Thoma Bravo's expertise and track record around investing in cybersecurity fit squarely within Imperva's long-term roadmap, Thoma Bravo partner Chip Virnig said in a statement. The private equity firm believes Imperva will continue to play a huge role as software applications and data at the epicenter of the economy come increasingly under attack, according to Virnig.
The acquisition comes less than three months after Imperva purchased Prevoty for $140 million to expand customers' visibility into how applications are accessed, what happens within the applications, and how applications and users interact with data.
Imperva went public on the New York Stock Exchange at $26.40 per share in November 2011, and traded at an all-time high of $76.88 per share four years later. The company was founded in 2002 as a web application firewall vendor, changed its name to Imperva in 2004, and named former Citrix GetGo leader Chris Hylen as its CEO in August 2017.
Thoma Bravo has been extremely active in the cybersecurity space this year, kicking things off with the purchase of publicly-traded storage and security player Barracuda Networks for $1.6 billion in February. Three months later, the private equity firm purchased a majority stake in LogRhythm to accelerate the Boulder, Colo.-based SIEM vendor's operational and product development roadmap.

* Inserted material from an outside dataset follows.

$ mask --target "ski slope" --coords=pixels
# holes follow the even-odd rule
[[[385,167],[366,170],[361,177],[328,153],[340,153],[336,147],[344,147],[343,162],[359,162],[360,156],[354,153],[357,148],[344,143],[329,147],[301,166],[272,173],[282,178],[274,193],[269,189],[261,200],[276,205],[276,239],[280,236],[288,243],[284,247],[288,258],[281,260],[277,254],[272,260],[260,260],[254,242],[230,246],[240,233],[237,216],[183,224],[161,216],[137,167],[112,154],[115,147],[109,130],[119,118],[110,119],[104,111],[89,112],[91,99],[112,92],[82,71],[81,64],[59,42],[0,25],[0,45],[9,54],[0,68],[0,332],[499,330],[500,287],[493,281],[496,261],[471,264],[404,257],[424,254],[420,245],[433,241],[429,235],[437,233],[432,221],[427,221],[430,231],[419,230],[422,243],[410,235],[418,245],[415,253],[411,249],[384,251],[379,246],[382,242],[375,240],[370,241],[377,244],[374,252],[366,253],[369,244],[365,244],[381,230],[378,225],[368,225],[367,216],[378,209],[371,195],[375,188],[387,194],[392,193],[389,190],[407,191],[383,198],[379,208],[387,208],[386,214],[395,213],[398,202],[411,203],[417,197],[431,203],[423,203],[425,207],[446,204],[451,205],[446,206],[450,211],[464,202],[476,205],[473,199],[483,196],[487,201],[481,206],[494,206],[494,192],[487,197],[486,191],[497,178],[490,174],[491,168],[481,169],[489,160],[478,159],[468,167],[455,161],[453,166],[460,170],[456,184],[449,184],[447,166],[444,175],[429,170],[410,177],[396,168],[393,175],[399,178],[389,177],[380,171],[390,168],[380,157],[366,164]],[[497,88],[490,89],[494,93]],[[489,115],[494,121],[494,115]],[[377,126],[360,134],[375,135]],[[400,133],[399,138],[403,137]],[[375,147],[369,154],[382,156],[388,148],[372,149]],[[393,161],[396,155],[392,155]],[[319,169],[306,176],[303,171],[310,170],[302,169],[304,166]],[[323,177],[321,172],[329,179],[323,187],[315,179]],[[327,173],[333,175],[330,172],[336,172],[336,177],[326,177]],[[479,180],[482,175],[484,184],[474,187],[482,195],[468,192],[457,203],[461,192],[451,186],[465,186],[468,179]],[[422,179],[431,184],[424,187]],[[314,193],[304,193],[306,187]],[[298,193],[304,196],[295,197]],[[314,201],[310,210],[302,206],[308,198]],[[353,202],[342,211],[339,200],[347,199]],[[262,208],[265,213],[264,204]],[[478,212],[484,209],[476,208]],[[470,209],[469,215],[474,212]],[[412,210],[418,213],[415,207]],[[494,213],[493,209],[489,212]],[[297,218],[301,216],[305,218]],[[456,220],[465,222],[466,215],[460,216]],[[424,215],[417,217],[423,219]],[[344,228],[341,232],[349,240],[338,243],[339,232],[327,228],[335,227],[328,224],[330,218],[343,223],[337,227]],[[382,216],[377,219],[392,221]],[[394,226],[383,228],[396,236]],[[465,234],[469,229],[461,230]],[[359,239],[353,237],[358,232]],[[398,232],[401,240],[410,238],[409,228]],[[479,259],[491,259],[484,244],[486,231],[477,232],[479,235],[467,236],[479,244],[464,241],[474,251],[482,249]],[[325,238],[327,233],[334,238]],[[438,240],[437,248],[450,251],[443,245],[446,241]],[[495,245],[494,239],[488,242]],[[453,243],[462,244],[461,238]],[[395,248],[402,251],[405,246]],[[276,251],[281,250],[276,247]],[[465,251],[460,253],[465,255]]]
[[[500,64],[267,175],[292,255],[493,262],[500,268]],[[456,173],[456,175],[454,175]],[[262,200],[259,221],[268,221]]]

In July, Thoma Bravo agreed to buy from investors a majority stake in Centrify to help the Santa Clara, Calif.-based identity management vendor expand its product capabilities both organically and through acquisitions. And earlier this week, Centrify announced plans to spin out its Identity-as-a-Service business into a stand-alone company called Idaptive, which will also be owned by Thoma Bravo.